A hierarchical model for incomplete alignments in phylogenetic inference

Affiliations

A hierarchical model for incomplete alignments in phylogenetic inference

Fuxia Cheng et al. Bioinformatics. .

Abstract

Motivation: Full-length DNA and protein sequences that span the entire length of a gene are ideally used for multiple sequence alignments (MSAs) and the subsequent inference of their relationships. Frequently, however, MSAs contain a substantial amount of missing data. For example, expressed sequence tags (ESTs), which are partial sequences of expressed genes, are the predominant source of sequence data for many organisms. The patterns of missing data typical for EST-derived alignments greatly compromise the accuracy of estimated phylogenies.

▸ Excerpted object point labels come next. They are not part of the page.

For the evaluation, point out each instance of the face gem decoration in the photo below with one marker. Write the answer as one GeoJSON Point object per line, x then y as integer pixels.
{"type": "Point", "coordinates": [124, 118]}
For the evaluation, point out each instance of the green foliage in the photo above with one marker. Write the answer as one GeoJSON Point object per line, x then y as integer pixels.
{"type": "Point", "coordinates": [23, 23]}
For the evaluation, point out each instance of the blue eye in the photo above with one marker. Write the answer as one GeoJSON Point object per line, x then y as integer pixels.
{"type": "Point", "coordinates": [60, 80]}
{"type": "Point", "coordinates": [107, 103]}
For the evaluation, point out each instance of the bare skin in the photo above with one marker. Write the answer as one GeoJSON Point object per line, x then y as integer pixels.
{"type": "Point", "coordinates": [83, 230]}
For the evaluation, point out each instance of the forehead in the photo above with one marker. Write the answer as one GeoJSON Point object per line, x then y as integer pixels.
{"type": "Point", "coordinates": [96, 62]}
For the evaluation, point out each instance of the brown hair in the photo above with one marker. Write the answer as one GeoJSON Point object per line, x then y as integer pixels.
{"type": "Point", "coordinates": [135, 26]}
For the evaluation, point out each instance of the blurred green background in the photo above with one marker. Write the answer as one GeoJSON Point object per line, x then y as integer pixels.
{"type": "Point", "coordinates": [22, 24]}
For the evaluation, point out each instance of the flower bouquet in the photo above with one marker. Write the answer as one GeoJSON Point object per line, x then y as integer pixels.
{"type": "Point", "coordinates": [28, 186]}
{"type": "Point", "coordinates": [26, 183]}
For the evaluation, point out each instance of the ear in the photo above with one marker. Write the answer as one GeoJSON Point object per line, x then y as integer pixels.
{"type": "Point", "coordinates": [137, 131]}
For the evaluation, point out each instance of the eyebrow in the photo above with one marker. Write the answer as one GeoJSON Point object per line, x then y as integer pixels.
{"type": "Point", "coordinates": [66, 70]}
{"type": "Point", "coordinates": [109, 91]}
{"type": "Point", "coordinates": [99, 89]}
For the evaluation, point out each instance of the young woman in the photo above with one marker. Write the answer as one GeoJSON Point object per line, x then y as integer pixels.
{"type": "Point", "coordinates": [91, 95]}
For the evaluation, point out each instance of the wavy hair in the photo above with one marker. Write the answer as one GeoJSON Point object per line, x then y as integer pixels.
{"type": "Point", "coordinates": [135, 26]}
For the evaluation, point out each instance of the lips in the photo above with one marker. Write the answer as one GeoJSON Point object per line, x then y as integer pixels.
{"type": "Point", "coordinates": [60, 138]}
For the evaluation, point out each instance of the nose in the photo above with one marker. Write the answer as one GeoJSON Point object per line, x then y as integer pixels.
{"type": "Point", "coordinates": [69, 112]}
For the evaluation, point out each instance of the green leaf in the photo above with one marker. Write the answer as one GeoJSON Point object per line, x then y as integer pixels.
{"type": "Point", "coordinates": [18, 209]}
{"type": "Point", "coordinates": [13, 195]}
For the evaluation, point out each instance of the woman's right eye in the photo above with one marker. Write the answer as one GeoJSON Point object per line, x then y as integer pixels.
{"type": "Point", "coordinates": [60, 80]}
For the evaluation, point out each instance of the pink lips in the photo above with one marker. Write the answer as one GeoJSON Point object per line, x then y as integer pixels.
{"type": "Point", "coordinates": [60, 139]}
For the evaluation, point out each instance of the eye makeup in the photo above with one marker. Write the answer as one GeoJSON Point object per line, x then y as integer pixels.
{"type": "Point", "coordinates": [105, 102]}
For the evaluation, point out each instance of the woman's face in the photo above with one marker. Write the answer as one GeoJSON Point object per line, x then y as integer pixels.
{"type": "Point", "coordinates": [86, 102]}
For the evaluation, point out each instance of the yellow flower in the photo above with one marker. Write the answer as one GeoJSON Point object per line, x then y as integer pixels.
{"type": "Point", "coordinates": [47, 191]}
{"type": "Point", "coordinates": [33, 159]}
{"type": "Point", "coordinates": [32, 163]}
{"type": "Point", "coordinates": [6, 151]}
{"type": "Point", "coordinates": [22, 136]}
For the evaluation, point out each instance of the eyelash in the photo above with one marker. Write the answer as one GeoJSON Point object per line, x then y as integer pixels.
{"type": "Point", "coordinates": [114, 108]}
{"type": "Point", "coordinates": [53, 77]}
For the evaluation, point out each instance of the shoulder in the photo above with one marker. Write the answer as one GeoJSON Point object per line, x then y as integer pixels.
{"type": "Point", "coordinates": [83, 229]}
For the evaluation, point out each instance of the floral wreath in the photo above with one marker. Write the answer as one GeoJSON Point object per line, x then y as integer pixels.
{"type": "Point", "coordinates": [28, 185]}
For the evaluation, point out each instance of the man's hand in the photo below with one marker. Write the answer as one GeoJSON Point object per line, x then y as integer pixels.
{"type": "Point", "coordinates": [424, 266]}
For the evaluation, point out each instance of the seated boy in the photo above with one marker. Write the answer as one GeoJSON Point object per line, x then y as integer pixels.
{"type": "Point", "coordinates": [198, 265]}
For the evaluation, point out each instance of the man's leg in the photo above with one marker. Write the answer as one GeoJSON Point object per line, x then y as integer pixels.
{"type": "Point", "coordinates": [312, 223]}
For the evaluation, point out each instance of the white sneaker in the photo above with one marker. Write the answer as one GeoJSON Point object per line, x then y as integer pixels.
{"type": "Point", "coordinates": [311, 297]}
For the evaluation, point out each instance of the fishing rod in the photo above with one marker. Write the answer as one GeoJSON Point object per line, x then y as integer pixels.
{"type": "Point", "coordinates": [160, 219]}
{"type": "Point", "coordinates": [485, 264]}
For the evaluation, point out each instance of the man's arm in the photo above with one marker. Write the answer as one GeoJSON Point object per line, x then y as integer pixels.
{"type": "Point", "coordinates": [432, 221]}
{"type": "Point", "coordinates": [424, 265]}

Results: We present a statistical method for inferring phylogenetic trees from EST-based incomplete MSA data. We propose a class of hierarchical models for modeling pairwise distances between the sequences, and develop a fully Bayesian approach for estimation of the model parameters. Once the distance matrix is estimated, the phylogenetic tree may be constructed by applying neighbor-joining (or any other algorithm of choice). We also show that maximizing the marginal likelihood from the Bayesian approach yields similar results to a profile likelihood estimation. The proposed methods are illustrated using simulated protein families, for which the true phylogeny is known, and one real protein family.

Availability: R code for fitting these models are available from: http://people.bu.edu/gupta/software.htm.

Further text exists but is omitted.